The publicized death toll for Saturday’s Beijing rainstorm was three, then four, then 10… and now 37 — and might will rise in the coming days. According China Daily, 25 drowned during the 20-hour storm, while others died of related causes. The municipal government estimates losses of at least 10 billion yuan. More than 50,000 people have been relocated, according to Xinhua, and at least 80,000 travelers were stranded at the airport, with 500 cancelled outbound flights. All in all, “average precipitation reached 170 mm citywide and the maximum exceeded 460 mm.”
As always, Sinocism has a terrific roundup of coverage, and several of the following links comes from Bill’s post.
Fangshan District was hardest hit — we have a video after the jump. Jinggang (as in Beijing-Hong Kong) Highway in that district was completely submerged, turning into a “river,” as netizens are calling it.
The expressway was still at a standstill Sunday afternoon, as the drainage system could not cope.
Beijing’s decades’ old drainage system is not suitable for current requirements, especially as heavy rain is more common now, said experts Sunday.
“The capital’s drainage network is already outdated, although a lot of repair work has been done to maintain it,” said Zhang Junfeng, founder of the non-government water resource watchdog Happy Water Journeys.
“The capital’s drainage system could be among the most advanced across the country, but it isn’t on a par with some developed countries, where the systems are designed according to a much higher standard,” said Dai Shenzhi, a professor at the College of Architecture and Urban Planning at Tongji University in Shanghai.

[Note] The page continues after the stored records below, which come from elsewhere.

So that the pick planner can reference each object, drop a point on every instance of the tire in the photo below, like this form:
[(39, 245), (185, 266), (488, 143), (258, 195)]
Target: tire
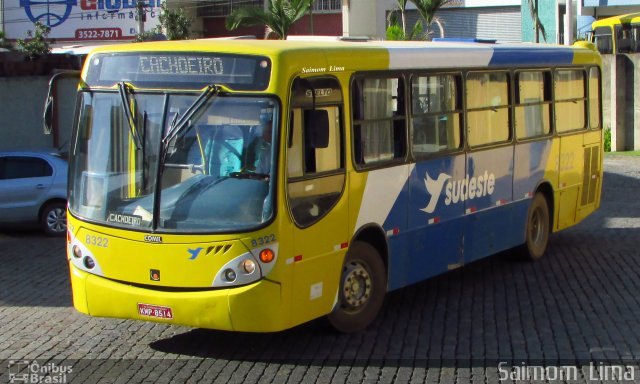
[(363, 286), (538, 228), (53, 219)]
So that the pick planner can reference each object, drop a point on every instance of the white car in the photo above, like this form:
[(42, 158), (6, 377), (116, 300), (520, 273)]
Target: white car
[(33, 188)]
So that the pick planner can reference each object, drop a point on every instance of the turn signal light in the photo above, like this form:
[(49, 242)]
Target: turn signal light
[(267, 255), (77, 252)]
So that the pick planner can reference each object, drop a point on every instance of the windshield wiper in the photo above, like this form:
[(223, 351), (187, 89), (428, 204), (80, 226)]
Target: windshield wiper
[(123, 90), (178, 124)]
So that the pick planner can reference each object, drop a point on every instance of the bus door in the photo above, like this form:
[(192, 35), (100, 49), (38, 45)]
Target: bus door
[(315, 194), (436, 215), (592, 151), (579, 159), (487, 188)]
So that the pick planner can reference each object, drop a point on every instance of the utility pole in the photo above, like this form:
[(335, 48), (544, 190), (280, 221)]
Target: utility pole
[(568, 24), (141, 16)]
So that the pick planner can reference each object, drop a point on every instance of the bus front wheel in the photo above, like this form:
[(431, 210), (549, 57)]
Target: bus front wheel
[(537, 232), (363, 285)]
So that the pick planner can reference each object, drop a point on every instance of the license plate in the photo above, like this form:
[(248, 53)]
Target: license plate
[(155, 311)]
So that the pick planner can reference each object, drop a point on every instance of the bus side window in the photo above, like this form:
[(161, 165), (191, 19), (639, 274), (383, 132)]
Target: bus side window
[(603, 39), (570, 95), (533, 104), (487, 107), (379, 120), (435, 114), (315, 163)]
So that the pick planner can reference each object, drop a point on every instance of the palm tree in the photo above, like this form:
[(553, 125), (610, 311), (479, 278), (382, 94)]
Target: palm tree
[(537, 23), (279, 16), (427, 9), (402, 5)]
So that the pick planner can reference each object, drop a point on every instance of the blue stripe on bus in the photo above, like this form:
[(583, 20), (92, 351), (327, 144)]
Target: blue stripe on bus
[(517, 56)]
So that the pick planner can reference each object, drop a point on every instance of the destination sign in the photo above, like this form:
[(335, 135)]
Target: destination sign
[(183, 70), (183, 65)]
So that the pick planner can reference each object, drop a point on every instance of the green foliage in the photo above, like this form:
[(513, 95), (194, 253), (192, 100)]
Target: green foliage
[(279, 16), (537, 23), (3, 42), (174, 22), (36, 43), (395, 32), (427, 9)]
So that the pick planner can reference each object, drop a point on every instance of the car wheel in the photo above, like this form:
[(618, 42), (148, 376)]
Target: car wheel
[(363, 286), (54, 219)]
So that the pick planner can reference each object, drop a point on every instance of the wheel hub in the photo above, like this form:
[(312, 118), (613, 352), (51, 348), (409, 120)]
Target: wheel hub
[(357, 286)]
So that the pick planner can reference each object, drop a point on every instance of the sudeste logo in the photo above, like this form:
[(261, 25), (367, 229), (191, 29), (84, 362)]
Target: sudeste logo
[(457, 190)]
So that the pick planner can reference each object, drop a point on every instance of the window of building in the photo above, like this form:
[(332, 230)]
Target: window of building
[(435, 113), (379, 126), (570, 95), (533, 104), (487, 107), (223, 8), (327, 5)]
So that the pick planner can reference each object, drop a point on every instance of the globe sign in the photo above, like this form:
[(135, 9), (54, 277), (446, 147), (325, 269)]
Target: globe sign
[(48, 12)]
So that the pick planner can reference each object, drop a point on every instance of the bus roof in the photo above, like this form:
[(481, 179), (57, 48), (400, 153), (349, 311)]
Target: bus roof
[(385, 55)]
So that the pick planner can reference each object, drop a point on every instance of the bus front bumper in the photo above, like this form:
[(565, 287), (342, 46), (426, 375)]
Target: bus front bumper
[(253, 308)]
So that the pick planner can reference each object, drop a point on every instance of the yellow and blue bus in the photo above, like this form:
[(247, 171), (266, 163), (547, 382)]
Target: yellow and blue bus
[(617, 34), (257, 185)]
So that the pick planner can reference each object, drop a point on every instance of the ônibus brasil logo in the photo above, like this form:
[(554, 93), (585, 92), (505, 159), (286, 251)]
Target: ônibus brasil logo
[(458, 190), (48, 12)]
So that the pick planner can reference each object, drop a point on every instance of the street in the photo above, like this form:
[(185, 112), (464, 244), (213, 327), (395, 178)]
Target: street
[(577, 307)]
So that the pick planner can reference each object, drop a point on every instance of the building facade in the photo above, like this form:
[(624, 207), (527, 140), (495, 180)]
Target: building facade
[(553, 16)]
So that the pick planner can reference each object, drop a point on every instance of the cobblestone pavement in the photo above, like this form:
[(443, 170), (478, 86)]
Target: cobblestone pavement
[(576, 312)]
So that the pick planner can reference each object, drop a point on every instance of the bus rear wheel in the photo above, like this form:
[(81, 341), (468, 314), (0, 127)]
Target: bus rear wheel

The conversation is slowly but surely beginning to turn critical. We’ve mentioned this before, but the city’s infrastructure, at least in parts, seems inadequate to handle these type of rainstorms. Netizens seem to agree, as reported by Wall Street Journal:
“Sewers are not a face-giving infrastructure project,” artist Li Yijia wrote in response to the images, repeating a sentiment widely expressed elsewhere on the site.
“Beijing’s glossy appearance can’t withstand the erosion of a bout of heavy rain,” wrote another Sina Weibo user. “In just a few hours, Beijing is washed back into the old days. The city government hasn’t stopped rebuilding this city, but they can’t even deal with getting waterlogged.”
In the face of disaster, Beijing citizens showed an exceptional capability for self-rescue and mutual support. Many passengers stuck on the streets reported that they were picked up by private cars for free. @江湖酒吧69 recounted on Sina Weibo: “Around 11 pm, I waited for a taxi in desperation for nearly an hour, until a private car picked me up. The driver drove me for free and also picked up a couple of disabled foreigners and another couple along the way. He told me he had already picked up 27 people, and would continue till 2 am.”
…Many said that they were moved by and proud of the love and bravery shown by citizens. Xu Xin (@徐昕), a legal scholar,comments: “I’m sleepless tonight thinking about the heavy rain, the lives lost, the injured people and the police’s rescue efforts; I’m also thinking about so many asking for help on Weibo, and so many offering their help. The spirit of Beijing is not reflected by grand, meaningless words but by the pictures of Beijing tonight. The carrier of the spirit is Weibo, on which energy of kindness is being paid forward. ”
Columnist Zhao Chu (@赵楚) believes that such mutual support forms the basis of a civil, democratic society. “When you see people voluntarily show love for others and extend a helping hand, you have a civil, modern society,” he wrote.
There were bad stories as well, of run-of-the-mill greed and callousness, which we won’t excerpt here.
For a few hours, police were going around ticketing cars abandoned on the streets — but the government wised up and announced that those who were ticketed won’t need to pay the fines. Baby steps of progress.